Current computers, as we’ve seen, represent everything in bits,
but not everything we know can be represented this way. It’s impossible, for example,
to write down the number pi or any other irrational number in a sequence of bits.
This means that not even the best supercomputer in the world can compute
the area of a circle of radius 1, exactly, it can only approximate it. If we wanted to get pi
exactly, it would take an infinite amount of time, like me trying to properly speak English.
Fun fact: The current record for calculating digits of pi is 62.8 trillion digits.
But even though we can’t write down all the digits of pi,
we can work with pi. We do this all the time,
though, just among us, it isn’t all that uncommon for theoretical physicists to set pi equal to 1.
In any case, we can deal with pi as an abstract transcendental number,
whereas computers are constrained to finitely many digits.
So this looks like the human brain can do something that computers can’t.
However, this would be jumping to conclusions.
The human brain can’t hold all the digits of pi any more than a computer. We just deal with
pi as a mathematical definition with certain properties. And computers can do the same.

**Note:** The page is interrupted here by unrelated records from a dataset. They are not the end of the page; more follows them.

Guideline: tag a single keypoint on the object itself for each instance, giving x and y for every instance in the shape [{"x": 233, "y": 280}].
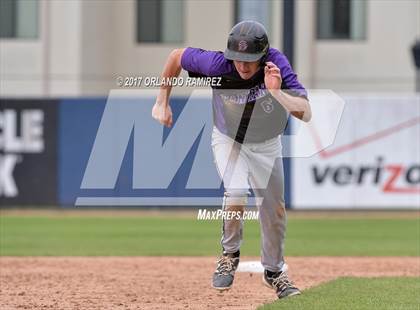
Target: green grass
[
  {"x": 152, "y": 235},
  {"x": 356, "y": 294}
]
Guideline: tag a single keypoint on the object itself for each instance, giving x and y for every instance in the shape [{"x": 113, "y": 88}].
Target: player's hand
[
  {"x": 162, "y": 113},
  {"x": 272, "y": 77}
]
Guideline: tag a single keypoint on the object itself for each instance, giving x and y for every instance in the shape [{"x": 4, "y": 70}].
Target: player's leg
[
  {"x": 267, "y": 181},
  {"x": 234, "y": 172}
]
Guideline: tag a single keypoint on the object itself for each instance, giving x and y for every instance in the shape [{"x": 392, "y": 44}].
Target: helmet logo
[{"x": 242, "y": 46}]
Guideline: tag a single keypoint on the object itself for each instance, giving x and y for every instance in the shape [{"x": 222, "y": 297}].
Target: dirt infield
[{"x": 165, "y": 282}]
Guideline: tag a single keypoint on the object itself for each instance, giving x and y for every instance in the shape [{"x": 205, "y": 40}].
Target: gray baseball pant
[{"x": 258, "y": 166}]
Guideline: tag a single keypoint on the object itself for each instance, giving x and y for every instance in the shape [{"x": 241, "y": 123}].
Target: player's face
[{"x": 246, "y": 69}]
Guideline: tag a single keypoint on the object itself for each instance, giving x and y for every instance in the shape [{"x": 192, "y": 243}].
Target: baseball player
[{"x": 258, "y": 91}]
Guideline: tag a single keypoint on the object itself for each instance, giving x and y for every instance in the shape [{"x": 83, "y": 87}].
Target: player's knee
[{"x": 235, "y": 199}]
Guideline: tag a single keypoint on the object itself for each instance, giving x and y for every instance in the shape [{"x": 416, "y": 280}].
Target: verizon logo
[{"x": 390, "y": 178}]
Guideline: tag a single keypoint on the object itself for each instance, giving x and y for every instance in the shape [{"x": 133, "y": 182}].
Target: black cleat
[
  {"x": 281, "y": 283},
  {"x": 225, "y": 271}
]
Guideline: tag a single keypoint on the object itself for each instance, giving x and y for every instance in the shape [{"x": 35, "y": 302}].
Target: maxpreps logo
[{"x": 389, "y": 178}]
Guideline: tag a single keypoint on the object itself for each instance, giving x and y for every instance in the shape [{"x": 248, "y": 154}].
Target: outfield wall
[{"x": 45, "y": 146}]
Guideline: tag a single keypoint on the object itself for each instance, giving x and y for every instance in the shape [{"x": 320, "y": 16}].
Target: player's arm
[
  {"x": 161, "y": 110},
  {"x": 297, "y": 106}
]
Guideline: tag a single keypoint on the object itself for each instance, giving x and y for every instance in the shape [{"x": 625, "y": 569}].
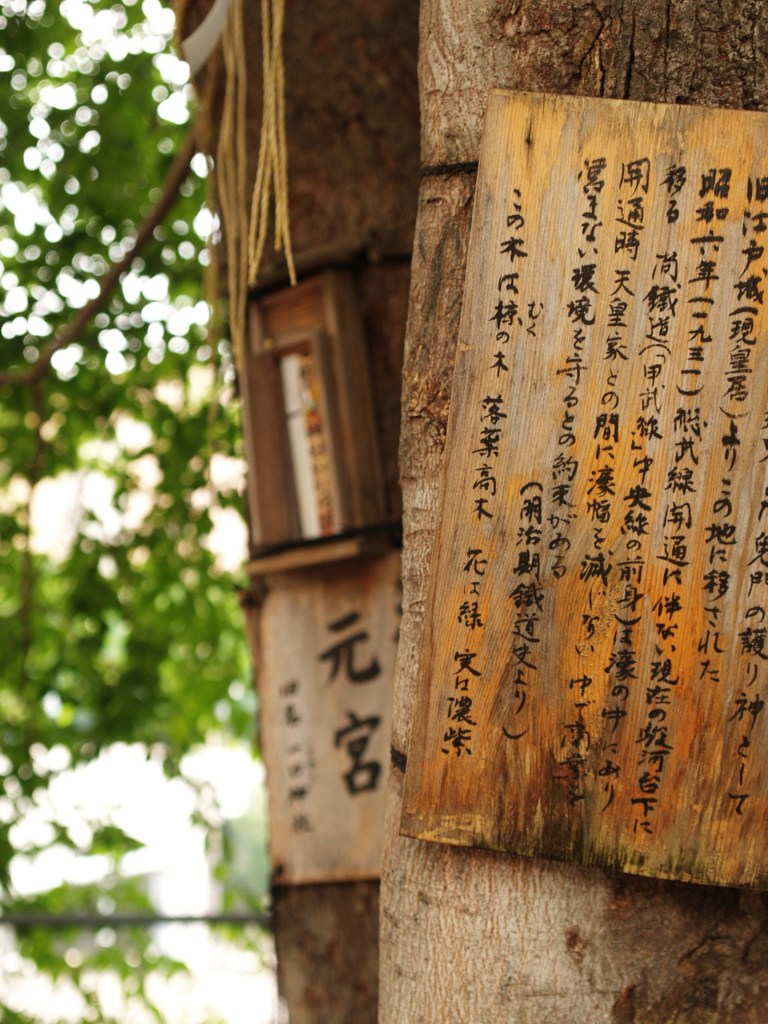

With suitable software they are capable of abstract reasoning just like we are.
If you ask your computer software if pi is a rational number it’ll hopefully say no. Unless
it’s kidding in which case maybe you can think of more interesting conversation to have with it.
This brings us to an argument that Penrose has made, that human thought can’t be described
by any computer algorithm. Penrose’s argument is basically this. Gödel showed that any sufficiently
complex set of mathematical axioms can be used to construct statements which are true,
but their truth is unprovable within that system of axioms. The fact that we can see the truth of
any Gödel sentence, by virtue of Gödel’s theorem, tells us that no algorithm can beat human thought.
Now, if you look at all that we know about classical mechanics,
then you can capture this very well in an algorithm.
Therefore, Penrose says, quantum mechanics is the key ingredient for human consciousness. It’s not
that he says consciousness affects quantum processes. It’s rather the other way round,
quantum processes create consciousness. According to Penrose, at least.
But does this argument about Gödel’s theorem actually work?
Think back to what I said earlier, computers are perfectly capable of abstract reasoning
if programmed suitably. Indeed, Gödel’s theorem itself has been proved algorithmically by a
computer. So I think it’s fair to say that computers understand Gödel’s theorem as much
or as little as we do. You can start worrying if they understand it better.
This leaves open the question of course
whether a computer would ever have been able to come up with Gödel’s proof to begin with.
The computer that proved Gödel’s theorem was basically told what to do.
Gödel wasn’t. Tim Palmer has argued that indeed this is where quantum mechanics becomes relevant.
By the way, I explain Penrose’s argument about Gödel’s theorem and consciousness in more detail
in my new book existential physics. The book also has interviews with Roger Penrose and Tim Palmer.
So let’s wrap up. Current computers still differ from brains in a number of ways.
Notably it’s that the brain is a highly efficient multi-purpose apparatus whereas,
in comparison, computers are special purpose machines. The hardware of computers
is currently very different from neurons in the brain, memory storage works differently,
and the brain is still much better at parallel processing, but current technological developments
will soon allow building computers that are more similar to brains in these regards.
When it comes to the question if there’s anything that brains can do which computers will not one
day also be able to do, the answer is that we don’t know. And the reason is,
once again, that we don’t really understand quantum mechanics.